Seoul's foreign ministry on Thursday expressed 'deep concern' to Beijing over a gigantic sea rig it has installed in an area where the two nations' exclusive economic zones overlap.
China dismissed the concerns, saying that the structure is a fish farm support facility and that it had nothing to do with territorial rights.
However, South Korea, which demanded that its 'legitimate maritime rights not be violated', believes China could be attempting to expand its waters using tactics it used a decade ago in the South China Sea.
Seoul says the structure, an old French oil rig with a helicopter landing pad, is effectively an artificial island designed to reinforce Beijing's claims over the area.
Other Chinese facilities, the Shenlan-1 and Shenlan-2 platforms, are located nearby. China says they are fish farms.
On Wednesday, Cho Tae-yul, the South Korean foreign minister, told parliament the government was considering a response that could include installing a similar facility in the area to reinforce its own territorial claims.

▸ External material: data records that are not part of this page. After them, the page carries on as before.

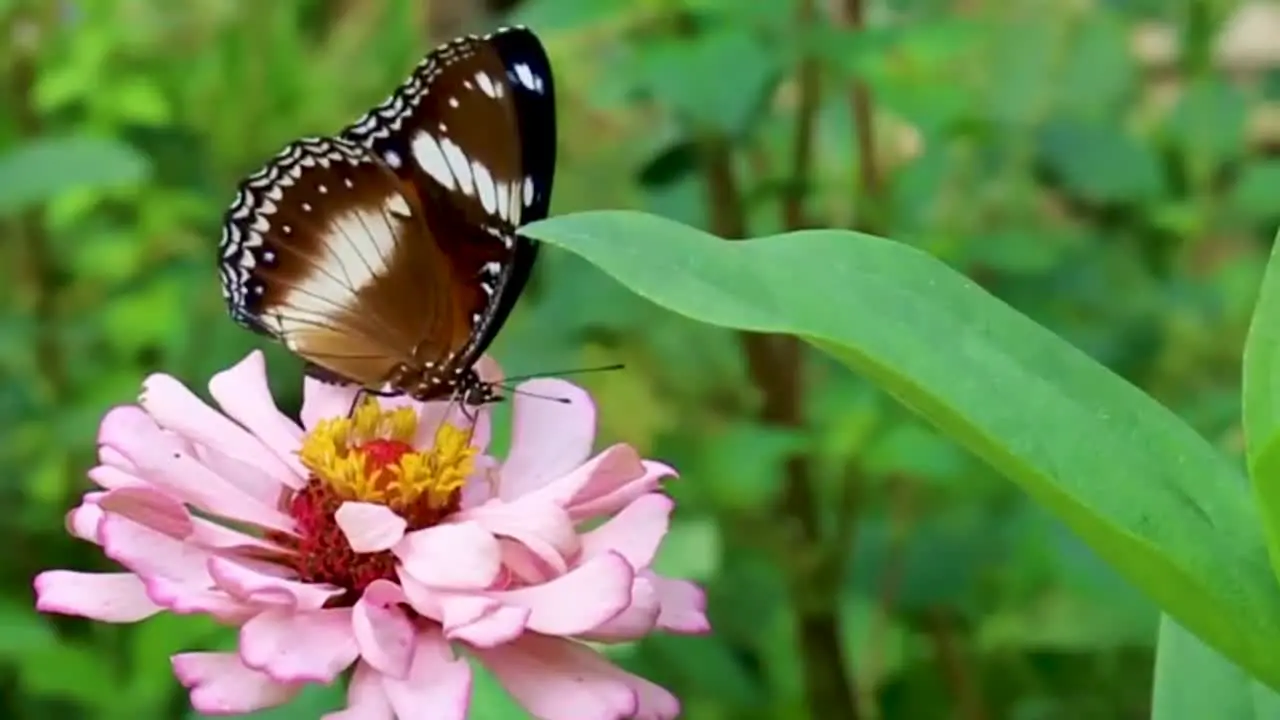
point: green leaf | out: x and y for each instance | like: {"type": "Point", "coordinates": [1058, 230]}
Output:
{"type": "Point", "coordinates": [1142, 488]}
{"type": "Point", "coordinates": [1193, 682]}
{"type": "Point", "coordinates": [1261, 401]}
{"type": "Point", "coordinates": [44, 169]}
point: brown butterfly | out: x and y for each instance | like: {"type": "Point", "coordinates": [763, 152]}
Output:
{"type": "Point", "coordinates": [388, 255]}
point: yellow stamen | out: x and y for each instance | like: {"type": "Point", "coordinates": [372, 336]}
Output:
{"type": "Point", "coordinates": [368, 458]}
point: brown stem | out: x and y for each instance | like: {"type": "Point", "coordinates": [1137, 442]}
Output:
{"type": "Point", "coordinates": [776, 367]}
{"type": "Point", "coordinates": [891, 575]}
{"type": "Point", "coordinates": [869, 192]}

Analysts discovered the rig, reportedly the size of a football pitch, after South Korean media reported a standoff between Korean vessels investigating the structure, and the Chinese coast guard.

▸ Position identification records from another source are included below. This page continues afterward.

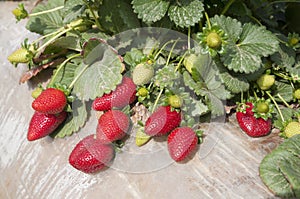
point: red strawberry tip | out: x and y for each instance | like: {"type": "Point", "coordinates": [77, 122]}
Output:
{"type": "Point", "coordinates": [199, 134]}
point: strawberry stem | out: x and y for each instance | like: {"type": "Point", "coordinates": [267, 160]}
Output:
{"type": "Point", "coordinates": [180, 61]}
{"type": "Point", "coordinates": [94, 15]}
{"type": "Point", "coordinates": [46, 11]}
{"type": "Point", "coordinates": [78, 76]}
{"type": "Point", "coordinates": [227, 6]}
{"type": "Point", "coordinates": [281, 98]}
{"type": "Point", "coordinates": [60, 67]}
{"type": "Point", "coordinates": [189, 38]}
{"type": "Point", "coordinates": [169, 57]}
{"type": "Point", "coordinates": [276, 105]}
{"type": "Point", "coordinates": [162, 48]}
{"type": "Point", "coordinates": [157, 99]}
{"type": "Point", "coordinates": [208, 21]}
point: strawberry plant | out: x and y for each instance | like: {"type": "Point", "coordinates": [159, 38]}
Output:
{"type": "Point", "coordinates": [181, 60]}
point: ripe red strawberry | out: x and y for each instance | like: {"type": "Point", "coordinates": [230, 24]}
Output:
{"type": "Point", "coordinates": [112, 126]}
{"type": "Point", "coordinates": [42, 124]}
{"type": "Point", "coordinates": [162, 121]}
{"type": "Point", "coordinates": [254, 127]}
{"type": "Point", "coordinates": [182, 141]}
{"type": "Point", "coordinates": [124, 94]}
{"type": "Point", "coordinates": [90, 155]}
{"type": "Point", "coordinates": [50, 101]}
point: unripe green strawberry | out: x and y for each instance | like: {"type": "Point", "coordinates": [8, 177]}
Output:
{"type": "Point", "coordinates": [293, 128]}
{"type": "Point", "coordinates": [175, 101]}
{"type": "Point", "coordinates": [20, 12]}
{"type": "Point", "coordinates": [188, 62]}
{"type": "Point", "coordinates": [142, 74]}
{"type": "Point", "coordinates": [50, 101]}
{"type": "Point", "coordinates": [21, 55]}
{"type": "Point", "coordinates": [265, 81]}
{"type": "Point", "coordinates": [262, 107]}
{"type": "Point", "coordinates": [297, 94]}
{"type": "Point", "coordinates": [214, 40]}
{"type": "Point", "coordinates": [293, 41]}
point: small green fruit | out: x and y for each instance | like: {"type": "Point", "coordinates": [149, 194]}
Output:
{"type": "Point", "coordinates": [141, 137]}
{"type": "Point", "coordinates": [36, 92]}
{"type": "Point", "coordinates": [143, 92]}
{"type": "Point", "coordinates": [189, 61]}
{"type": "Point", "coordinates": [214, 40]}
{"type": "Point", "coordinates": [262, 107]}
{"type": "Point", "coordinates": [265, 82]}
{"type": "Point", "coordinates": [292, 129]}
{"type": "Point", "coordinates": [175, 101]}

Ray Powell, director of maritime analysis group SeaLight, tracked one of the ships involved in the incident, and told Newsweek: 'I knew I could find the coordinates of the mysterious 'steel structure' I kept reading about'.

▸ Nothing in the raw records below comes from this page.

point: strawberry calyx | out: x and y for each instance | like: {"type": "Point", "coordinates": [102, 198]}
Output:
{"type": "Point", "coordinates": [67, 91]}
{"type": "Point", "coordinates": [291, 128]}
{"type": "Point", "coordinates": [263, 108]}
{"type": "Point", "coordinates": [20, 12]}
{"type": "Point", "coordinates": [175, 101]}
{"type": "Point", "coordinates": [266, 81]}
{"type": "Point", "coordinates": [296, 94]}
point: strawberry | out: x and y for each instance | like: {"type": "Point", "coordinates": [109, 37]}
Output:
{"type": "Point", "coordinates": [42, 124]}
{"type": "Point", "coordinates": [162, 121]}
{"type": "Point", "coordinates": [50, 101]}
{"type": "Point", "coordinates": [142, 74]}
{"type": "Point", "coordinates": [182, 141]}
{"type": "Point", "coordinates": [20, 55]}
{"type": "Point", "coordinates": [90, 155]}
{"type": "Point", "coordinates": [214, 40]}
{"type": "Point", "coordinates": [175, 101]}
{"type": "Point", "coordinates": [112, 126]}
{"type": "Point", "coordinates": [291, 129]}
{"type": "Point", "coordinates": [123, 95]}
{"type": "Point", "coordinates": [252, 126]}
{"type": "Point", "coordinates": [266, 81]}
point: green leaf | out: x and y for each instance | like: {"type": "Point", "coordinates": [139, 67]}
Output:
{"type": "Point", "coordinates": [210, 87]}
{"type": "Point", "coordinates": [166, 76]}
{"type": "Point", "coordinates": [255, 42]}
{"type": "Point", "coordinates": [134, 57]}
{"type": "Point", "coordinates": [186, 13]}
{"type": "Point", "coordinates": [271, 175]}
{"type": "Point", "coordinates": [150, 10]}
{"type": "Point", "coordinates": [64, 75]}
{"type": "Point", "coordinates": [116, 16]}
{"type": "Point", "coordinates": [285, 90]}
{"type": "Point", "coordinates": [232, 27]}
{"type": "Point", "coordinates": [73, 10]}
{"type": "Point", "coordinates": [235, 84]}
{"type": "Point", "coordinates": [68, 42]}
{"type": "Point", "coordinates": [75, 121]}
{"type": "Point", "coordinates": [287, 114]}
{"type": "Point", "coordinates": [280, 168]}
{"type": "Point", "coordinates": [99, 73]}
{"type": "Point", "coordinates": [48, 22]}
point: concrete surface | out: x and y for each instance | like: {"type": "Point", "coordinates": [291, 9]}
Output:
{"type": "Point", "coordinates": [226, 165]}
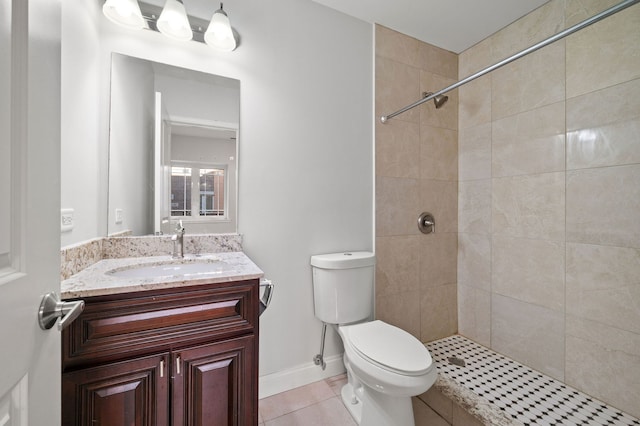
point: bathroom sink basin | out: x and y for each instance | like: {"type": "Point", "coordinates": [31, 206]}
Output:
{"type": "Point", "coordinates": [169, 269]}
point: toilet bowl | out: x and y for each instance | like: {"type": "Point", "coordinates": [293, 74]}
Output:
{"type": "Point", "coordinates": [385, 365]}
{"type": "Point", "coordinates": [388, 359]}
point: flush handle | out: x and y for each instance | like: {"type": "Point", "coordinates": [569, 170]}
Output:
{"type": "Point", "coordinates": [426, 223]}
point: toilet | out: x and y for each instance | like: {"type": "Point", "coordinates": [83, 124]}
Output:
{"type": "Point", "coordinates": [385, 365]}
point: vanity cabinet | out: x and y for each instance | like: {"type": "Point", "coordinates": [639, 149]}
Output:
{"type": "Point", "coordinates": [176, 356]}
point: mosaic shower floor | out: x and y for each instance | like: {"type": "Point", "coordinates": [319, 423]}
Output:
{"type": "Point", "coordinates": [526, 395]}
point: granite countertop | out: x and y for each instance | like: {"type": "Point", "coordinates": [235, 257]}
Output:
{"type": "Point", "coordinates": [96, 280]}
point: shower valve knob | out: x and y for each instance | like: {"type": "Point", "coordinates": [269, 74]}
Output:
{"type": "Point", "coordinates": [426, 223]}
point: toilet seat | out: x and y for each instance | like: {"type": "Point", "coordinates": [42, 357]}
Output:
{"type": "Point", "coordinates": [389, 347]}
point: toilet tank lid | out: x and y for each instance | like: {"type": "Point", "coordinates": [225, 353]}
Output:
{"type": "Point", "coordinates": [344, 260]}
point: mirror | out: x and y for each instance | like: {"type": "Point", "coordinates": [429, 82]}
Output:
{"type": "Point", "coordinates": [173, 149]}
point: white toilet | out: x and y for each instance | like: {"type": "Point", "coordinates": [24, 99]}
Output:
{"type": "Point", "coordinates": [386, 366]}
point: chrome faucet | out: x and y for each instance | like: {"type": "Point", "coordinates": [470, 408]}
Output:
{"type": "Point", "coordinates": [178, 242]}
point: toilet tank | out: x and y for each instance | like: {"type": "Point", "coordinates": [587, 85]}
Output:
{"type": "Point", "coordinates": [343, 286]}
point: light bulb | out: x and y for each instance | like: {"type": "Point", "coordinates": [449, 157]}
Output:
{"type": "Point", "coordinates": [219, 34]}
{"type": "Point", "coordinates": [173, 21]}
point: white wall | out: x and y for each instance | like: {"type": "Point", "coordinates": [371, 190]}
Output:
{"type": "Point", "coordinates": [131, 125]}
{"type": "Point", "coordinates": [210, 100]}
{"type": "Point", "coordinates": [84, 153]}
{"type": "Point", "coordinates": [306, 150]}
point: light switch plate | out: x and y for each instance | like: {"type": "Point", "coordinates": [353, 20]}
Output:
{"type": "Point", "coordinates": [119, 216]}
{"type": "Point", "coordinates": [66, 220]}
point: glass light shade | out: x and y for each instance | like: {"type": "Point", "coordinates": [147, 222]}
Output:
{"type": "Point", "coordinates": [124, 12]}
{"type": "Point", "coordinates": [173, 21]}
{"type": "Point", "coordinates": [219, 34]}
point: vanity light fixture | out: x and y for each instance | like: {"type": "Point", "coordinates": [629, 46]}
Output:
{"type": "Point", "coordinates": [124, 12]}
{"type": "Point", "coordinates": [219, 34]}
{"type": "Point", "coordinates": [173, 21]}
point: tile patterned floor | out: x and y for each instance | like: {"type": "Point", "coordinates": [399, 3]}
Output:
{"type": "Point", "coordinates": [316, 404]}
{"type": "Point", "coordinates": [525, 394]}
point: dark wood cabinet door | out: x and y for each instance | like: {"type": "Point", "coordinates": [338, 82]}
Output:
{"type": "Point", "coordinates": [128, 393]}
{"type": "Point", "coordinates": [216, 384]}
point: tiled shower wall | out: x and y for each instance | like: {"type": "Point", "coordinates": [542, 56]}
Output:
{"type": "Point", "coordinates": [549, 199]}
{"type": "Point", "coordinates": [416, 171]}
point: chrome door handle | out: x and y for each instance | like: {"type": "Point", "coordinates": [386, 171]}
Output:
{"type": "Point", "coordinates": [52, 308]}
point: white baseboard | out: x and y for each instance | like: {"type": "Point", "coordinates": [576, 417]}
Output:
{"type": "Point", "coordinates": [271, 384]}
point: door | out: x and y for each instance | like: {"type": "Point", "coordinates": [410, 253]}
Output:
{"type": "Point", "coordinates": [29, 209]}
{"type": "Point", "coordinates": [215, 381]}
{"type": "Point", "coordinates": [133, 392]}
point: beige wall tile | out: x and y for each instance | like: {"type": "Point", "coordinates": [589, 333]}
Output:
{"type": "Point", "coordinates": [397, 85]}
{"type": "Point", "coordinates": [441, 199]}
{"type": "Point", "coordinates": [529, 270]}
{"type": "Point", "coordinates": [616, 60]}
{"type": "Point", "coordinates": [603, 361]}
{"type": "Point", "coordinates": [397, 206]}
{"type": "Point", "coordinates": [529, 206]}
{"type": "Point", "coordinates": [438, 153]}
{"type": "Point", "coordinates": [438, 312]}
{"type": "Point", "coordinates": [529, 142]}
{"type": "Point", "coordinates": [438, 61]}
{"type": "Point", "coordinates": [398, 264]}
{"type": "Point", "coordinates": [474, 260]}
{"type": "Point", "coordinates": [614, 104]}
{"type": "Point", "coordinates": [603, 127]}
{"type": "Point", "coordinates": [474, 206]}
{"type": "Point", "coordinates": [603, 206]}
{"type": "Point", "coordinates": [401, 310]}
{"type": "Point", "coordinates": [447, 115]}
{"type": "Point", "coordinates": [438, 403]}
{"type": "Point", "coordinates": [437, 258]}
{"type": "Point", "coordinates": [475, 103]}
{"type": "Point", "coordinates": [425, 416]}
{"type": "Point", "coordinates": [528, 333]}
{"type": "Point", "coordinates": [398, 149]}
{"type": "Point", "coordinates": [532, 28]}
{"type": "Point", "coordinates": [530, 82]}
{"type": "Point", "coordinates": [474, 146]}
{"type": "Point", "coordinates": [474, 314]}
{"type": "Point", "coordinates": [610, 145]}
{"type": "Point", "coordinates": [578, 10]}
{"type": "Point", "coordinates": [603, 284]}
{"type": "Point", "coordinates": [398, 47]}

The structures are located in the provisional measures zone, a disputed area where, under an agreement signed in 2001, fishing boats are permitted to operate.
The agreement, however, expressly forbids the construction of facilities as well as searching for or developing natural resources in the area.
Mr Powell said China could be using the rigs in a 'salami-slicing' strategy designed to incrementally expand its presence in the disputed waters.
In 2020, Beijing unilaterally declared the zone to be its 'internal waters'.
Familiar tactics
The face-off between Seoul and Beijing has echoes of an incident in 2014, when China put an oil rig within Vietnam's exclusive economic zone to expand its control over a large part of the South China Sea and the Paracel Islands.
Vietnam responded decisively and China withdrew the rig after two months, claiming their research had been completed early.
China has employed a similar tactic in Japanese waters, anchoring large buoys within Japan's exclusive economic zone and claiming that they are merely weather and ocean monitoring devices and that Japan has no reason to interfere with the equipment.
One of the buoys is close to the uninhabited Senkaku Islands in the East China Sea, which are administered by Japan but claimed by China.
Beijing has previously sought to shore up its claims over virtually the entire South China Sea by building island bases on coral atolls.